The chessboard surface height at the second location was calculated based on Equations (2) and (3). The region of interest on the chessboard was about 310 by 215mm2, corresponding to 620×430 pixels, and the results were compared as shown in table1, which indicated that the RMS error produced by equi-phase coordinate method (proposed) is almost 40% of the equi-coordinate phase method (conventional). Fig.3 shows a cross-section A–A labelled in Fig.2(b) on the chessboard surface obtained by the two methods. It can be seen that the error amplitude of the equi-phase coordinate method is about one third of the other but the error signal exhibits an even higher frequency. This may be caused by the digitization error in the projector and the camera: if two images are taken sequentially without changing any system components (lighting, projection or imaging equipment), the image data are not identical. Investigation in methods to reduce the digitization error is beyond the scope of this paper; nevertheless, the visibility of such error is an indication that the equi-phase coordinate method has removed the primary error source.

Next, two test objects, as shown in Fig.4, were placed between the same reference planes and surface heights were obtained by the two methods, the world coordinates were obtained using Eq.(4), and then the 3D object surfaces were reconstructed, as shown in Fig.5, in which, the results from the conventional method (Fig.5(a), (b)) exhibited the obvious non-sinusoidal error like stripes. This kind of error was significantly reduced by the proposed method ( Fig.5(c), (d)).

 

(a)             (b)

Fig. 4. Test objects with projected fringe patterns: (a) cylinder and (b) angel model.

 

(a)                                                     (b)

 

(c)                                       (d)
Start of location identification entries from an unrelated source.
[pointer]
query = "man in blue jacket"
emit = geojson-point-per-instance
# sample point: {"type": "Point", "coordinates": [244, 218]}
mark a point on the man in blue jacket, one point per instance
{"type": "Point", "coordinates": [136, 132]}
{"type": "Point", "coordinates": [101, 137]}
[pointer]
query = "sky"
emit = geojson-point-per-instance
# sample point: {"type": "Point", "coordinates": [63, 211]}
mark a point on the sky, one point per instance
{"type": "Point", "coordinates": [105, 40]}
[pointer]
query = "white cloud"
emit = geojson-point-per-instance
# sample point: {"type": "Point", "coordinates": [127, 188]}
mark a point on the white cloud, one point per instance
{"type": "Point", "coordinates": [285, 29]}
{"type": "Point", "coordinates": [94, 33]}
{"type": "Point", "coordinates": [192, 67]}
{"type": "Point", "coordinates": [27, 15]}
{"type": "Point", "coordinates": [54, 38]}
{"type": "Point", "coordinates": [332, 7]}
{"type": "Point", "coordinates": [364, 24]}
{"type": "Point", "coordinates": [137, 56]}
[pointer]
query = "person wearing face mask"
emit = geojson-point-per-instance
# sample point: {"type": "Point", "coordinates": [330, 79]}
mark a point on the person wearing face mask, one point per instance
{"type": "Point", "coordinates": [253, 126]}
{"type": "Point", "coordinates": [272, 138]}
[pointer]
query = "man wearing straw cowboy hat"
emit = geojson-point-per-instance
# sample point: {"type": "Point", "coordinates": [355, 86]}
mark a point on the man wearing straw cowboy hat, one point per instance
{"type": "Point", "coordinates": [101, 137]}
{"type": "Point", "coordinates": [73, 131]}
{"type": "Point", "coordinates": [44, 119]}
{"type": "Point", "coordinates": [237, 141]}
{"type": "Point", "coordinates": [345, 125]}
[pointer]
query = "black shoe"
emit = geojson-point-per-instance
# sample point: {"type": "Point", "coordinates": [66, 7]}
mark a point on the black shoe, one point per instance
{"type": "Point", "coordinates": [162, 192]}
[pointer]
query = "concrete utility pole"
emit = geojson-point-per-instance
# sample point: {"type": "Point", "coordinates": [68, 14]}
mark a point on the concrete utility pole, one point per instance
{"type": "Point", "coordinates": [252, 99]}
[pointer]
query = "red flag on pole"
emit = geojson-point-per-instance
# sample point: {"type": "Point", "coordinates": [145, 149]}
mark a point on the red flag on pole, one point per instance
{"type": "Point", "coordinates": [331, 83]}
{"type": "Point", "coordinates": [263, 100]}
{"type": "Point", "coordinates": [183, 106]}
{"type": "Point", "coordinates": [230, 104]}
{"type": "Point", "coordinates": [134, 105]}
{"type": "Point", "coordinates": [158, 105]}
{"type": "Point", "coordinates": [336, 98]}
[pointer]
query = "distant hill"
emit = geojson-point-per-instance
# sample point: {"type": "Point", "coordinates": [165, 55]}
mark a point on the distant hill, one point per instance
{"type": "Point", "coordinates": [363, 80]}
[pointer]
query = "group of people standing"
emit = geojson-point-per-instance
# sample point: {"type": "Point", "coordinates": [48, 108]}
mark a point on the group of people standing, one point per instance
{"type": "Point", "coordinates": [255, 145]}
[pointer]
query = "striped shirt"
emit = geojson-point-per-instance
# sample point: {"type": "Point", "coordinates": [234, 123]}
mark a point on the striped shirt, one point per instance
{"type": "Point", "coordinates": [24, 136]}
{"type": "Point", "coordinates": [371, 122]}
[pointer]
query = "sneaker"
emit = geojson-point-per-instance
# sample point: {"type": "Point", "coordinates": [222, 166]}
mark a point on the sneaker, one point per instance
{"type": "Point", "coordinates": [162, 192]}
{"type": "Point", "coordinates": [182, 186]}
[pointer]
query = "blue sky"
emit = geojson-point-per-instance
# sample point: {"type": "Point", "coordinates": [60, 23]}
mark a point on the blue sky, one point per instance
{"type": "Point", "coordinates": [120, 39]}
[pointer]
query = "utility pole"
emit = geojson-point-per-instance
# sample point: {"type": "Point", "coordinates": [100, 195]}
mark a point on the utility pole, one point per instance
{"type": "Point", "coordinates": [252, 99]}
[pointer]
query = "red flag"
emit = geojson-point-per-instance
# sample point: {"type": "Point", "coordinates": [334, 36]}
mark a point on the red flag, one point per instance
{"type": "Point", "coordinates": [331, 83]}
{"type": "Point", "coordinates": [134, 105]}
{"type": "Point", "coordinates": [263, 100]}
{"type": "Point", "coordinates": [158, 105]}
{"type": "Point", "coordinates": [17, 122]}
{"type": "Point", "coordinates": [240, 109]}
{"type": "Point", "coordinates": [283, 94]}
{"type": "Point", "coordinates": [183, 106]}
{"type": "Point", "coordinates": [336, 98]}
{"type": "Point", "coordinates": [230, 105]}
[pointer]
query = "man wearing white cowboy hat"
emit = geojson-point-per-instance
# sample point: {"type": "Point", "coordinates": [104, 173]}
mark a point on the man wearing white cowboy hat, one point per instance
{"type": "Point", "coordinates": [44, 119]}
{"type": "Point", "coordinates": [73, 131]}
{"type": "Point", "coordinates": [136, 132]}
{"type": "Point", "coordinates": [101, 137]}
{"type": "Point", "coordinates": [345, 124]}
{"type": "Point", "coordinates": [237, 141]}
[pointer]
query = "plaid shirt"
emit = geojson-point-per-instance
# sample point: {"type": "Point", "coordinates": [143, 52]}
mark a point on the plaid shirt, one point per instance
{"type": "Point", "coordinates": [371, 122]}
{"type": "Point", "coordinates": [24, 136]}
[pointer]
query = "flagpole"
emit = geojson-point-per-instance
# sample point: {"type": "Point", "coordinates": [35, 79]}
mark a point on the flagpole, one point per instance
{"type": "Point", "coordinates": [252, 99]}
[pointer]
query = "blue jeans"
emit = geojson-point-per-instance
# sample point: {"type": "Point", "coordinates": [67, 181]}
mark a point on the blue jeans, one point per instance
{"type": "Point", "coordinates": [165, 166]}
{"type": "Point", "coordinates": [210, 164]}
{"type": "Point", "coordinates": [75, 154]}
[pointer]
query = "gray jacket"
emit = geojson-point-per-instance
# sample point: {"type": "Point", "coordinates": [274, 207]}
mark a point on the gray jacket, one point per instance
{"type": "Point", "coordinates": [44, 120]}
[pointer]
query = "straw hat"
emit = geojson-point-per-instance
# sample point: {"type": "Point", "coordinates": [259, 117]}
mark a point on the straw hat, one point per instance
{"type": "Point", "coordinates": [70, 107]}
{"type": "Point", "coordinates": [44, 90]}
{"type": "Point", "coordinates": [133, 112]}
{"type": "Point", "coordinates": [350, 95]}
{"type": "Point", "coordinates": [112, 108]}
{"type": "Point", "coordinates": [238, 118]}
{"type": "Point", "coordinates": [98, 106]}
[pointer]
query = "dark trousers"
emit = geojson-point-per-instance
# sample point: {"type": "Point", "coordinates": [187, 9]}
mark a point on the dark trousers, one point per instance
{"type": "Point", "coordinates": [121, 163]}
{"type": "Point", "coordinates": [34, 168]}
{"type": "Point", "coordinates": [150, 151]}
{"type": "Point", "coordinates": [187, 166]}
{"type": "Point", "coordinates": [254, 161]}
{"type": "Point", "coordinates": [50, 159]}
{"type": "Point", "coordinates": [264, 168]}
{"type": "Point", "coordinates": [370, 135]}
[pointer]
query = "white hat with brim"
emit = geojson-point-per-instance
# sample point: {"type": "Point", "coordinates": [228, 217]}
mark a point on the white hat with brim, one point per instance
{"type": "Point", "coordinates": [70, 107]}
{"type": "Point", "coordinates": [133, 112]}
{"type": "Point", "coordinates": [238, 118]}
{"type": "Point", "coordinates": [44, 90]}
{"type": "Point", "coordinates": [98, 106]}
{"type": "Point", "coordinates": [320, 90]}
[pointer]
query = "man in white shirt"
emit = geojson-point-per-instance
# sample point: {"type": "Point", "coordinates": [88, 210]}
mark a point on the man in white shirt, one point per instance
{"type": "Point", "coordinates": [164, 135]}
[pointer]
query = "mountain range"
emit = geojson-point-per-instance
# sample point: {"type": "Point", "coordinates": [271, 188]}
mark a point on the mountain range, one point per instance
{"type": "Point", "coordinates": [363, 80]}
Fig. 5. The reconstruction results of two objects: (a) and (b) results from the conventional method; (c) and (d) results from the proposed method.

5. Conclusion

Base on a two-reference-plane experimental setup, we have demonstrated that the equi-phase coordinate method is able to handle two issues in fringe projection profilometry in one go. They are phase-to-height conversion and error reduction due to non-sinusoidal fringe patterns. Although the history of this approach goes as early as 1985 [20], the originally described system cannot be conveniently implemented for both tasks. Subsequent improvements of the method have discarded the equi-phase coordinate in preference to the equi-coordinate phase[5, 7, 8, 9, 12, 13, 15]. We have shown analytically and experimentally that the latter suffers from errors due to intensity distortion, which the former is almost immune to.

This research work was supported by the National Science Foundation of China (NSFC) (grants 11272090, 11472081, 11327201, and 11332012).